"When you heat the planet, you increase the ability of the atmosphere to hold moisture. The atmosphere's water vapour content has increased by about 0.41 kilograms per cubic meter (kg/mē) per decade since 1988, and natural variability in climate just can't explain this moisture change," said lead author of the study, Benjamin Santer from the Lawrence Livermore National Laboratory, US.
"The most plausible explanation is that it's due to the human-caused increase in greenhouse gases," Santer added.
The study in the Sept. 17 online edition of the Proceedings of the National Academy of Sciences, says that more water vapour - which is itself a greenhouse gas - amplifies the warming effect of increased atmospheric levels of carbon dioxide.
Santer said this is a "positive feedback."
Santer said the water vapour feedback mechanism worked in the following way: As the atmosphere warmed due to human-caused increases in carbon dioxide, methane, nitrous oxide, and chlorofluorocarbons, water vapour increased, trapping more heat in the atmosphere, which in turn caused a further increase in water vapour.
He said basic theory, observations and climate model results, all showed that the increase in water vapour was roughly six percent to 7.5 percent per degree Celsius warming of the lower atmosphere.
As part of the study, the researchers used 22 different computer models of the climate system and measurements from the satellite-based Special Sensor Microwave Imager (SSM/I).
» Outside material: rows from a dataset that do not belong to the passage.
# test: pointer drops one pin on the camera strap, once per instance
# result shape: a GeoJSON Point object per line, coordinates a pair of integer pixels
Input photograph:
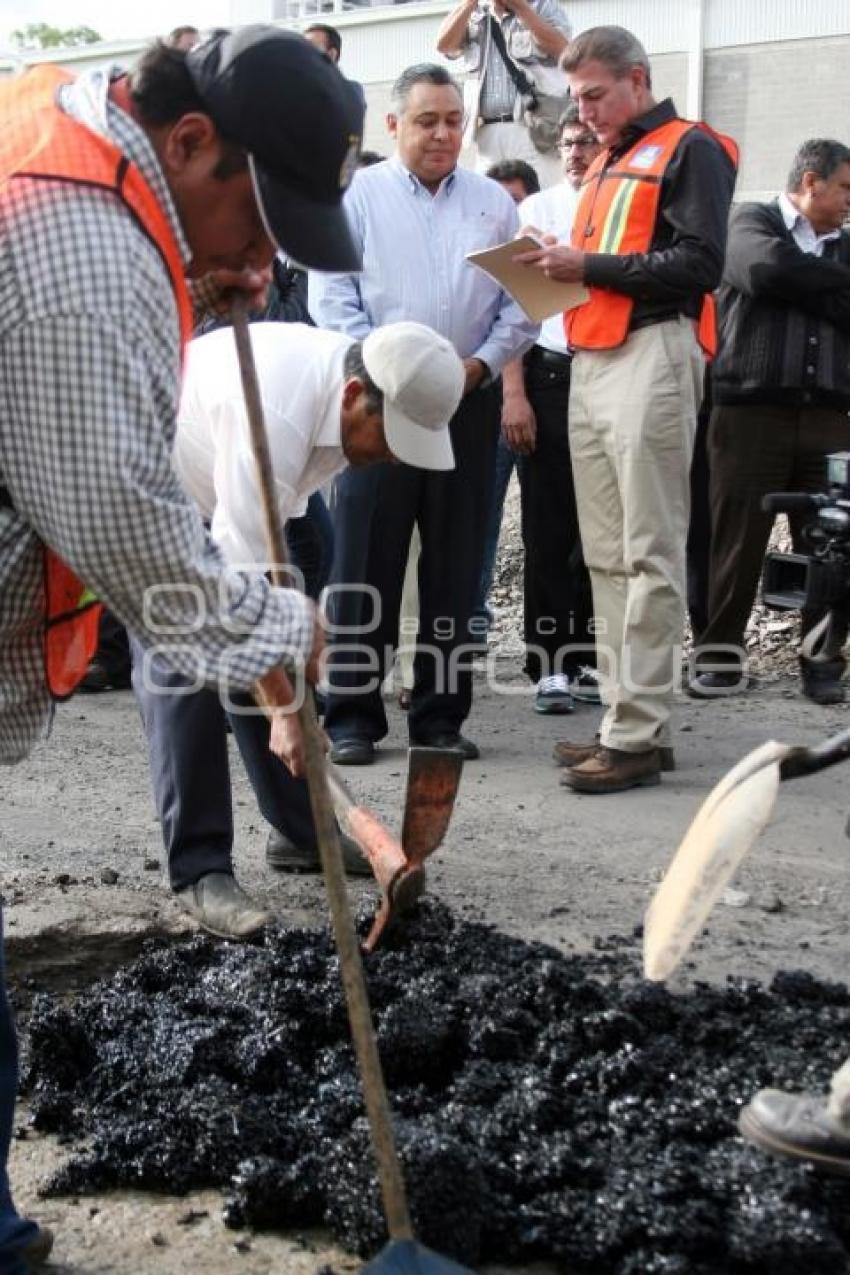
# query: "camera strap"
{"type": "Point", "coordinates": [525, 87]}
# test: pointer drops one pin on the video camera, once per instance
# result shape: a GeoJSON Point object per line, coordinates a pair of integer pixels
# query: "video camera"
{"type": "Point", "coordinates": [821, 578]}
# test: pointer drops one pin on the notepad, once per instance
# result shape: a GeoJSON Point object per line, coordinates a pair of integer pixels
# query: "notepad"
{"type": "Point", "coordinates": [538, 295]}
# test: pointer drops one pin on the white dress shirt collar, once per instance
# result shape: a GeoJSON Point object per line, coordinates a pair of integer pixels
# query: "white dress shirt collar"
{"type": "Point", "coordinates": [804, 235]}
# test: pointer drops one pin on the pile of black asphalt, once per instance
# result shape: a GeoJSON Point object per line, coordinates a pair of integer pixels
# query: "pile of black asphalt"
{"type": "Point", "coordinates": [547, 1106]}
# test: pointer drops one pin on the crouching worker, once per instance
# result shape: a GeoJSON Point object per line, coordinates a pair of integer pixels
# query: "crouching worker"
{"type": "Point", "coordinates": [328, 402]}
{"type": "Point", "coordinates": [112, 189]}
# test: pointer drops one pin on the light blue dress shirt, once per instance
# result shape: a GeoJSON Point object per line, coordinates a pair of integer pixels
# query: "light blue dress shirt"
{"type": "Point", "coordinates": [414, 265]}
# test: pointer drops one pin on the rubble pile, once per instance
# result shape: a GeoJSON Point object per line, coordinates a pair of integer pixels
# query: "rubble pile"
{"type": "Point", "coordinates": [547, 1106]}
{"type": "Point", "coordinates": [772, 636]}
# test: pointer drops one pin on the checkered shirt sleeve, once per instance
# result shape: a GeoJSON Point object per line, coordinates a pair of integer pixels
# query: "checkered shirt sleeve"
{"type": "Point", "coordinates": [88, 392]}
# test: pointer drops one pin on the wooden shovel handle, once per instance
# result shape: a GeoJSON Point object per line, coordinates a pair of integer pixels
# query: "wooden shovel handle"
{"type": "Point", "coordinates": [377, 1107]}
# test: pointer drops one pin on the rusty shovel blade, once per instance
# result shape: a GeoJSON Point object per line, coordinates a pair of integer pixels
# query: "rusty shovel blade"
{"type": "Point", "coordinates": [433, 777]}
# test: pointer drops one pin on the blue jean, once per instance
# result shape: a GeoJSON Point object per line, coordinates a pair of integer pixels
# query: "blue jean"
{"type": "Point", "coordinates": [505, 463]}
{"type": "Point", "coordinates": [14, 1231]}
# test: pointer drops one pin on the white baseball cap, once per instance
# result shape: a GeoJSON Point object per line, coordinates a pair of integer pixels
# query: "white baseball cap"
{"type": "Point", "coordinates": [422, 380]}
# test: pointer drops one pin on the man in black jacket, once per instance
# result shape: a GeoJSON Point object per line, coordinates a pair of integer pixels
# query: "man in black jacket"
{"type": "Point", "coordinates": [781, 392]}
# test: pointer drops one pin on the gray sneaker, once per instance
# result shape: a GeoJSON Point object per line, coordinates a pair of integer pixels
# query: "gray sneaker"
{"type": "Point", "coordinates": [798, 1126]}
{"type": "Point", "coordinates": [585, 686]}
{"type": "Point", "coordinates": [221, 907]}
{"type": "Point", "coordinates": [284, 856]}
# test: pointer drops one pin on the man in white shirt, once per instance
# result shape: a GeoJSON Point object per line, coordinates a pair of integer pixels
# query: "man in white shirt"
{"type": "Point", "coordinates": [328, 400]}
{"type": "Point", "coordinates": [556, 585]}
{"type": "Point", "coordinates": [417, 216]}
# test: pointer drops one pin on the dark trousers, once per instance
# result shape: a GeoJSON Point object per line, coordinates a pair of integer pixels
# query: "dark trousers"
{"type": "Point", "coordinates": [114, 648]}
{"type": "Point", "coordinates": [557, 597]}
{"type": "Point", "coordinates": [14, 1229]}
{"type": "Point", "coordinates": [311, 545]}
{"type": "Point", "coordinates": [375, 511]}
{"type": "Point", "coordinates": [187, 743]}
{"type": "Point", "coordinates": [753, 450]}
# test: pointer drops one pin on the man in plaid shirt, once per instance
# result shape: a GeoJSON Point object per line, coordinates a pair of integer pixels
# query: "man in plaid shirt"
{"type": "Point", "coordinates": [249, 137]}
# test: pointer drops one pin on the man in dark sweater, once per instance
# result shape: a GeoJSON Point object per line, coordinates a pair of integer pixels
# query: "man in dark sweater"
{"type": "Point", "coordinates": [781, 392]}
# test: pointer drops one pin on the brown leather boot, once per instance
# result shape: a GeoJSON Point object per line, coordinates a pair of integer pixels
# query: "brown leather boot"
{"type": "Point", "coordinates": [611, 770]}
{"type": "Point", "coordinates": [574, 754]}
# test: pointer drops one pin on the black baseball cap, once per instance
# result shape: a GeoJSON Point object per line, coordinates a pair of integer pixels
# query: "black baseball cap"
{"type": "Point", "coordinates": [301, 123]}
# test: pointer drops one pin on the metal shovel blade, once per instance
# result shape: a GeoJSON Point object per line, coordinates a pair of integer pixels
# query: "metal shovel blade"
{"type": "Point", "coordinates": [410, 1257]}
{"type": "Point", "coordinates": [433, 777]}
{"type": "Point", "coordinates": [724, 829]}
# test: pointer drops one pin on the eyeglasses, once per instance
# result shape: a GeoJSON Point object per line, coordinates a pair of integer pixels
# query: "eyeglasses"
{"type": "Point", "coordinates": [577, 143]}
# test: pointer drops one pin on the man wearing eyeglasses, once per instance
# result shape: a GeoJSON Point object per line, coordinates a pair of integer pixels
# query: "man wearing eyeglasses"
{"type": "Point", "coordinates": [557, 596]}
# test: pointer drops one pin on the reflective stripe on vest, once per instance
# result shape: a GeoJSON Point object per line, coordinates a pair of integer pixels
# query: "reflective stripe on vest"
{"type": "Point", "coordinates": [40, 142]}
{"type": "Point", "coordinates": [617, 213]}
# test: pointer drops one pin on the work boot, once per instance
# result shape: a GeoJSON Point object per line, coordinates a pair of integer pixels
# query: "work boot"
{"type": "Point", "coordinates": [719, 684]}
{"type": "Point", "coordinates": [101, 677]}
{"type": "Point", "coordinates": [611, 770]}
{"type": "Point", "coordinates": [284, 856]}
{"type": "Point", "coordinates": [450, 740]}
{"type": "Point", "coordinates": [574, 754]}
{"type": "Point", "coordinates": [38, 1248]}
{"type": "Point", "coordinates": [352, 750]}
{"type": "Point", "coordinates": [221, 907]}
{"type": "Point", "coordinates": [798, 1126]}
{"type": "Point", "coordinates": [822, 682]}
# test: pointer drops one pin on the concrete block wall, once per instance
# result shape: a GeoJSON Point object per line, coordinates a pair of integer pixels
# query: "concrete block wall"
{"type": "Point", "coordinates": [772, 97]}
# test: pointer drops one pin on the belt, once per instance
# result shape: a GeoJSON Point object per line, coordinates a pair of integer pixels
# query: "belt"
{"type": "Point", "coordinates": [653, 318]}
{"type": "Point", "coordinates": [549, 357]}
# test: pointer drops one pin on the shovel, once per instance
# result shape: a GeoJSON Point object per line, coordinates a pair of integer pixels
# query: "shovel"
{"type": "Point", "coordinates": [403, 1255]}
{"type": "Point", "coordinates": [725, 826]}
{"type": "Point", "coordinates": [433, 775]}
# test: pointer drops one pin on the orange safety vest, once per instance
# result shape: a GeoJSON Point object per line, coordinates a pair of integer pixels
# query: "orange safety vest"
{"type": "Point", "coordinates": [617, 213]}
{"type": "Point", "coordinates": [38, 140]}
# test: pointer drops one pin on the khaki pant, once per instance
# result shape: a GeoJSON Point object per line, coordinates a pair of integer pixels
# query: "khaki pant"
{"type": "Point", "coordinates": [632, 420]}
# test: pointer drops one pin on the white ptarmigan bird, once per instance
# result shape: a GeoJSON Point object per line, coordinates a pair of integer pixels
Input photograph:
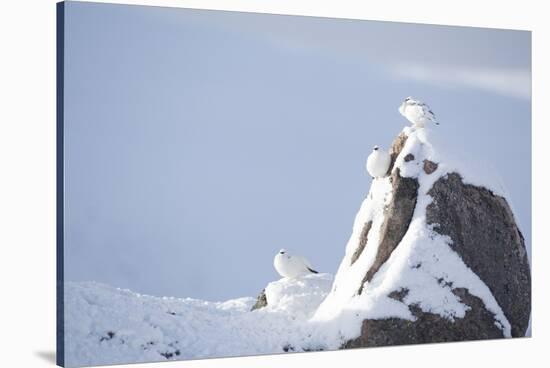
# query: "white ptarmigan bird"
{"type": "Point", "coordinates": [417, 112]}
{"type": "Point", "coordinates": [292, 266]}
{"type": "Point", "coordinates": [378, 162]}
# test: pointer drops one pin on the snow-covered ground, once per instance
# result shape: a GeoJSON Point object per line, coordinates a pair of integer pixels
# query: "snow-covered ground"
{"type": "Point", "coordinates": [105, 325]}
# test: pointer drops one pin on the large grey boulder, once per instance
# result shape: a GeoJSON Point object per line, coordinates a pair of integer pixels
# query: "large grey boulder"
{"type": "Point", "coordinates": [484, 234]}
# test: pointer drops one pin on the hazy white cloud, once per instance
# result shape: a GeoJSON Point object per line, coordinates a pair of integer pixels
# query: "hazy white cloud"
{"type": "Point", "coordinates": [514, 82]}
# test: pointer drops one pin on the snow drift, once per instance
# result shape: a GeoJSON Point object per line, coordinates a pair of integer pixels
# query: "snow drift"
{"type": "Point", "coordinates": [105, 325]}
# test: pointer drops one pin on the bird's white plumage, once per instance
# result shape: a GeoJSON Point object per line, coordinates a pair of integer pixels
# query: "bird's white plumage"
{"type": "Point", "coordinates": [291, 266]}
{"type": "Point", "coordinates": [378, 162]}
{"type": "Point", "coordinates": [417, 112]}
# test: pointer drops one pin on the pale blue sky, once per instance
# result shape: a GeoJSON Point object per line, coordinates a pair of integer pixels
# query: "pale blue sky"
{"type": "Point", "coordinates": [199, 143]}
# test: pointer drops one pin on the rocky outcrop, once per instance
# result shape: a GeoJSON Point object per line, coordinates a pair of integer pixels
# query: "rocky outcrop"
{"type": "Point", "coordinates": [478, 324]}
{"type": "Point", "coordinates": [486, 237]}
{"type": "Point", "coordinates": [397, 217]}
{"type": "Point", "coordinates": [482, 231]}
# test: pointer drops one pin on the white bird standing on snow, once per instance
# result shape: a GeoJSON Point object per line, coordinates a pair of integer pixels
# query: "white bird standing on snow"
{"type": "Point", "coordinates": [417, 112]}
{"type": "Point", "coordinates": [378, 162]}
{"type": "Point", "coordinates": [291, 266]}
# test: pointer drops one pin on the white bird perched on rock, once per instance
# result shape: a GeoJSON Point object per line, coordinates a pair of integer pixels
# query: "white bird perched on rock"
{"type": "Point", "coordinates": [417, 112]}
{"type": "Point", "coordinates": [292, 266]}
{"type": "Point", "coordinates": [378, 162]}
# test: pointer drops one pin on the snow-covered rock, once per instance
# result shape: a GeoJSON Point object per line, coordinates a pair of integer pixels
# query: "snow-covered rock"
{"type": "Point", "coordinates": [296, 296]}
{"type": "Point", "coordinates": [435, 255]}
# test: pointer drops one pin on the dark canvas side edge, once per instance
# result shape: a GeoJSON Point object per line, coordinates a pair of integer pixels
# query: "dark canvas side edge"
{"type": "Point", "coordinates": [60, 330]}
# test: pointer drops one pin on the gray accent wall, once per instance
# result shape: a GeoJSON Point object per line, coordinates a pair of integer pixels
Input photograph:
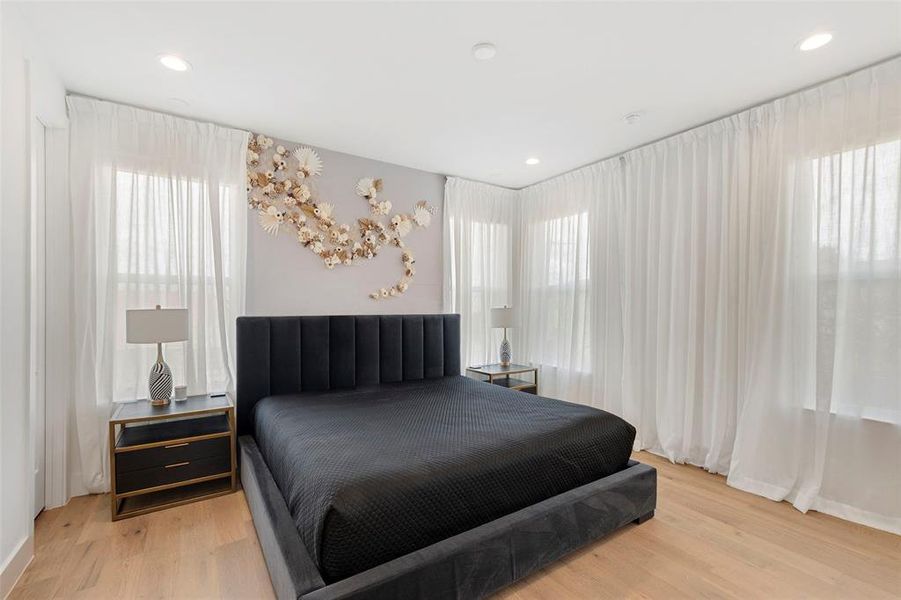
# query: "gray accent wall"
{"type": "Point", "coordinates": [284, 278]}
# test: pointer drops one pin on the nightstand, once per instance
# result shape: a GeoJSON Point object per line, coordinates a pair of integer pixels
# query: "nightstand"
{"type": "Point", "coordinates": [163, 456]}
{"type": "Point", "coordinates": [499, 375]}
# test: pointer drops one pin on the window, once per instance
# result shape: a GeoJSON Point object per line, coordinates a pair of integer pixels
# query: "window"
{"type": "Point", "coordinates": [858, 280]}
{"type": "Point", "coordinates": [557, 286]}
{"type": "Point", "coordinates": [163, 254]}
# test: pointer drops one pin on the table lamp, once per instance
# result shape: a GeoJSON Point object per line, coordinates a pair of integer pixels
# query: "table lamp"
{"type": "Point", "coordinates": [157, 326]}
{"type": "Point", "coordinates": [503, 317]}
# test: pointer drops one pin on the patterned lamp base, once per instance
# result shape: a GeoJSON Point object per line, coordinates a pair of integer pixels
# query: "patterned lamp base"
{"type": "Point", "coordinates": [505, 353]}
{"type": "Point", "coordinates": [160, 384]}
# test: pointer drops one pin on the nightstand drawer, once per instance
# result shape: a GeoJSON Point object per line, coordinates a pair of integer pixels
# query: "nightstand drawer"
{"type": "Point", "coordinates": [158, 456]}
{"type": "Point", "coordinates": [172, 473]}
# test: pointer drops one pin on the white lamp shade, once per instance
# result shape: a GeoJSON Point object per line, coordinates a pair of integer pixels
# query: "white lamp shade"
{"type": "Point", "coordinates": [502, 317]}
{"type": "Point", "coordinates": [154, 326]}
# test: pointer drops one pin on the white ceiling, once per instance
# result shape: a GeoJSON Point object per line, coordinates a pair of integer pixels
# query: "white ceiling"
{"type": "Point", "coordinates": [397, 82]}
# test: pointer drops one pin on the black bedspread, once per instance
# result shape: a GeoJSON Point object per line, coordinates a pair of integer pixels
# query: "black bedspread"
{"type": "Point", "coordinates": [372, 474]}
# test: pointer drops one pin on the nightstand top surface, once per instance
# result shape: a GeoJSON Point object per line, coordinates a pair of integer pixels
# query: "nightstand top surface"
{"type": "Point", "coordinates": [497, 369]}
{"type": "Point", "coordinates": [194, 405]}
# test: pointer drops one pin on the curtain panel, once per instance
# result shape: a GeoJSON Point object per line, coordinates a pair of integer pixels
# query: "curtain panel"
{"type": "Point", "coordinates": [478, 262]}
{"type": "Point", "coordinates": [735, 292]}
{"type": "Point", "coordinates": [157, 217]}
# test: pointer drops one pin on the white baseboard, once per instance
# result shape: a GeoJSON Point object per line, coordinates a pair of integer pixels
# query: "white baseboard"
{"type": "Point", "coordinates": [15, 565]}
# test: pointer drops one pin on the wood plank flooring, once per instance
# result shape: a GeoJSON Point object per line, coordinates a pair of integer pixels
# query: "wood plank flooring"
{"type": "Point", "coordinates": [706, 541]}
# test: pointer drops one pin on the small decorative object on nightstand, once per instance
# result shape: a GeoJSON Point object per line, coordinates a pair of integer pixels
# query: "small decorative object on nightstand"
{"type": "Point", "coordinates": [157, 326]}
{"type": "Point", "coordinates": [502, 375]}
{"type": "Point", "coordinates": [170, 455]}
{"type": "Point", "coordinates": [503, 317]}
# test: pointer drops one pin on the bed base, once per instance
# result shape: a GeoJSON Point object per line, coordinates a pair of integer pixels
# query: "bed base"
{"type": "Point", "coordinates": [473, 564]}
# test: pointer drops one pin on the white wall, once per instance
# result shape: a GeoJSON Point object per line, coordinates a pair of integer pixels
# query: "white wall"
{"type": "Point", "coordinates": [29, 90]}
{"type": "Point", "coordinates": [284, 278]}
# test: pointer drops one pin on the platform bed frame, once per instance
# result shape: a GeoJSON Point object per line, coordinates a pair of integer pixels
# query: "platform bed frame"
{"type": "Point", "coordinates": [472, 564]}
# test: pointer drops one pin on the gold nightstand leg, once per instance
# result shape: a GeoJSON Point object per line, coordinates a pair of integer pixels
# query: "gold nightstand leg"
{"type": "Point", "coordinates": [114, 503]}
{"type": "Point", "coordinates": [233, 428]}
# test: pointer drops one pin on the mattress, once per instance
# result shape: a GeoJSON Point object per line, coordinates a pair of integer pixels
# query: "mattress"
{"type": "Point", "coordinates": [372, 474]}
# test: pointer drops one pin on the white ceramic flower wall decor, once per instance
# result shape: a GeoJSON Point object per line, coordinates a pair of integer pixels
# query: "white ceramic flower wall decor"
{"type": "Point", "coordinates": [280, 187]}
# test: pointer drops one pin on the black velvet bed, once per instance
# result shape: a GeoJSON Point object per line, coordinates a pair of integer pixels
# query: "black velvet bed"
{"type": "Point", "coordinates": [374, 470]}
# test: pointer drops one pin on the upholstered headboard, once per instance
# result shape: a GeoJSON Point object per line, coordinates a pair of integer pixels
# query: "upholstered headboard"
{"type": "Point", "coordinates": [283, 355]}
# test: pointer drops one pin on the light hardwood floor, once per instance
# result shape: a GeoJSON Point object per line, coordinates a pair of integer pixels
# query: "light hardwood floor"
{"type": "Point", "coordinates": [706, 541]}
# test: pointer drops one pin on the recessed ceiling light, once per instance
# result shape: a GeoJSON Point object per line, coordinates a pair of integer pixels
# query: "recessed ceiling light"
{"type": "Point", "coordinates": [484, 51]}
{"type": "Point", "coordinates": [176, 63]}
{"type": "Point", "coordinates": [817, 40]}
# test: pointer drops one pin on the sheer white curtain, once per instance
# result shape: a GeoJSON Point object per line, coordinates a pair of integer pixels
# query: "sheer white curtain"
{"type": "Point", "coordinates": [158, 217]}
{"type": "Point", "coordinates": [743, 300]}
{"type": "Point", "coordinates": [478, 262]}
{"type": "Point", "coordinates": [820, 424]}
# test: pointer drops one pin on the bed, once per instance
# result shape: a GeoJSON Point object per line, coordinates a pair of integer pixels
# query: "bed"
{"type": "Point", "coordinates": [374, 470]}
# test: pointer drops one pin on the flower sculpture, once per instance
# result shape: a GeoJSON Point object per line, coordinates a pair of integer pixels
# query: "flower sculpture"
{"type": "Point", "coordinates": [280, 188]}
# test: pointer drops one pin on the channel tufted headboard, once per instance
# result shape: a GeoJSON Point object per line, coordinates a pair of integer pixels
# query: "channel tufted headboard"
{"type": "Point", "coordinates": [284, 355]}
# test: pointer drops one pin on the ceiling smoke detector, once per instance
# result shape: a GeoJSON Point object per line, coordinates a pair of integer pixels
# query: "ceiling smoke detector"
{"type": "Point", "coordinates": [176, 63]}
{"type": "Point", "coordinates": [484, 51]}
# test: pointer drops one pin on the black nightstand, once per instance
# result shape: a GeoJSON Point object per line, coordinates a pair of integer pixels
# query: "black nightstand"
{"type": "Point", "coordinates": [499, 375]}
{"type": "Point", "coordinates": [163, 456]}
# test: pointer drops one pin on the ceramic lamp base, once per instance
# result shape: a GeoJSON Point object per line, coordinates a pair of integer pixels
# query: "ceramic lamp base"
{"type": "Point", "coordinates": [505, 353]}
{"type": "Point", "coordinates": [160, 384]}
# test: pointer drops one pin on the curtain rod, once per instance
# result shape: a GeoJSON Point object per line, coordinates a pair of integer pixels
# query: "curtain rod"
{"type": "Point", "coordinates": [622, 153]}
{"type": "Point", "coordinates": [156, 110]}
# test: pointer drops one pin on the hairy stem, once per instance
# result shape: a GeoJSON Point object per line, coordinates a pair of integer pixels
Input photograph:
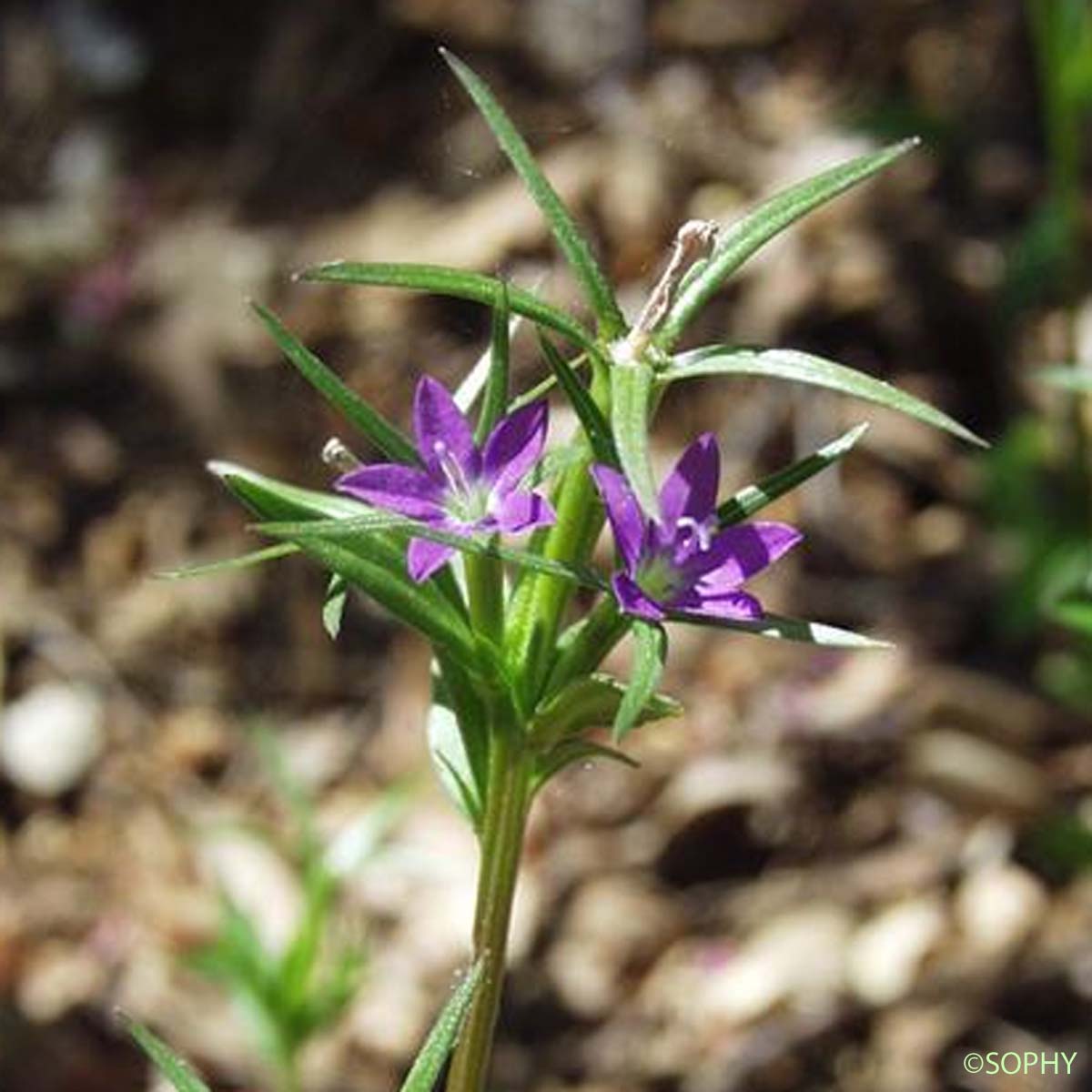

The team found that the results, taken together with similar studies of continental-scale river runoff, zonal-mean rainfall, and surface specific humidity, all pointed towards an emerging human-caused signal in the cycling of moisture between the atmosphere, land and ocean.
Santer said this was the first identification of a human fingerprint on the amount of water vapour in the atmosphere.
"Fingerprint" studies seek to identify the causes of recent climate change and involve rigorous comparisons of modelled and observed climate change patterns.
To date, most fingerprint studies have focused on temperature changes at the Earth's surface, in the free atmosphere, or in the oceans, or have considered variables whose behaviour is directly related to changes in atmospheric temperature.
"This new work shows that the climate system is telling us a consistent story. The observed changes in temperature, moisture, and atmospheric circulation fit together in an internally- and physically-consistent way," Santer said.